06. La pêche professionnelle au Léman (3/5)


3. En 1888, un pêcheur de Meillerie, Marie Lugrin dit Blonay, a l'idée de superposer des étoles et de les tendre verticalement au large. Ce filet pouvant atteindre 160 mètres de longueur et 25 mètres de hauteur obtient des résultats remarquables. Posé le soir, relevé tôt le matin, il supprime la contrainte de pêcher la nuit. Comme le pic est un filet flottant, non ancré sur le fond, il peut être entraîné par les courants et se retrouver dans les eaux suisses, où il sera à l'origine de nombreux litiges, parfois très graves, entre pêcheurs savoyards et gardes suisses.

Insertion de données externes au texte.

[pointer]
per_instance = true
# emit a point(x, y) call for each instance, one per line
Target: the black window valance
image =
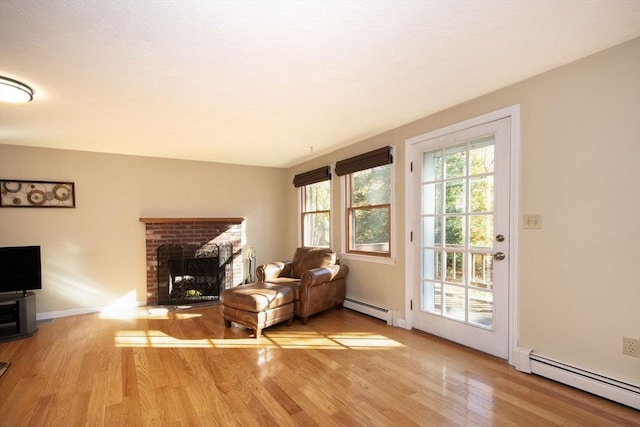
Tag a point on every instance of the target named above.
point(311, 177)
point(372, 159)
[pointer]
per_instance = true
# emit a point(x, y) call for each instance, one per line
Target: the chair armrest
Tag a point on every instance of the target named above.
point(272, 270)
point(319, 276)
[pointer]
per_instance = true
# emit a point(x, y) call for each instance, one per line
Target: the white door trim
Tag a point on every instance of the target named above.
point(512, 112)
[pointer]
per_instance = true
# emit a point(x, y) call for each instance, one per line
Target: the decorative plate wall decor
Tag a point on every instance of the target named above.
point(37, 194)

Cette fin du XIX siècle bouillonne d'idées nouvelles dont les journaux se font largement l'écho. Ceux-ci, par leur humour acerbe et parfois par leur méchanceté, soutiennent les pêcheurs dans leurs luttes pour un règlement plus juste, des conditions de vie plus humaines. Le 15 mars 1895, le journal suisse Grütli donne le ton. Il engage tous les travailleurs à signer une pétition pour témoigner ainsi leurs sentiments de solidarité avec les pêcheurs, dont la position est des plus critiques. Les arrêtés, décrets, messages, conventions sont tellement nombreuses et compliquées qu'il est presque impossible à un père de famille, malgré les travaux les plus durs et souvent au péril de sa vie, de gagner de quoi nouer les deux bouts. […]

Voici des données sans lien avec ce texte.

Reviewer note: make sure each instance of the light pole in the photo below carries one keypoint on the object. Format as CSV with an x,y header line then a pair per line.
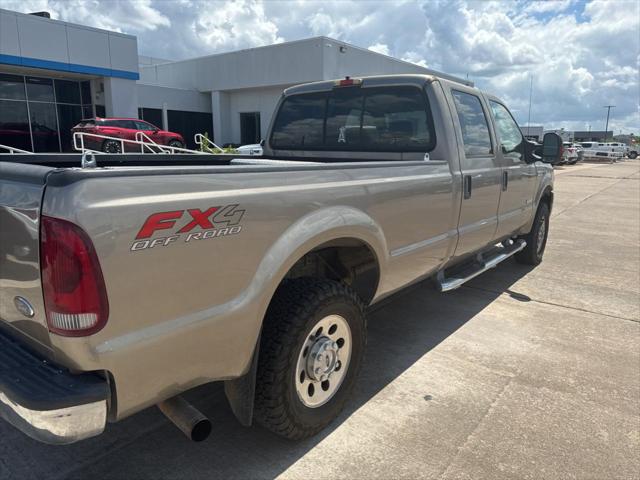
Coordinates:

Ce journal poursuit : Les pêcheurs ont donc raison de relever la tête et de réclamer la révision de ces lois. S'ils n'obtiennent pas la victoire immédiatement, qu'ils ne se découragent pas, qu'ils s'unissent toujours plus fortement et qu'ils continuent calmement, mais fermement à présenter leurs revendications en se souvenant de la devise « Pour être forts, soyons unis». Que les pêcheurs s'organisent en syndicat et avec un peu de persévérance et d'énergie, ils verront peu à peu triompher leurs justes revendications. Un syndicat des pêcheurs vaudois sera créé peu de temps après.

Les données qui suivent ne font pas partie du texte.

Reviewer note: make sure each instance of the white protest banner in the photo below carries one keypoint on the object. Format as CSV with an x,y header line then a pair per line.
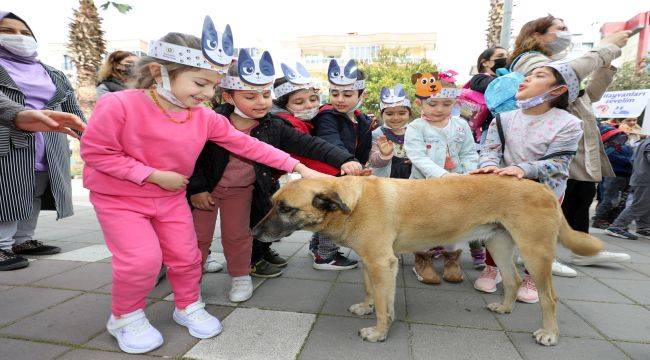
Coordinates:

Sur la côte savoyarde, le syndicat des ouvrier bateliers est né le 19 novembre 1893 et, le 19 janvier 1894, celui des ouvriers carriers de Meillerie, Thollon et Saint-Gingolph. Ces statuts prévoient entre autres choses que tout membre du syndicat qui chargera une barque non syndiquée ou chargera une barque le dimanche sera passible d'une amende de 5 F.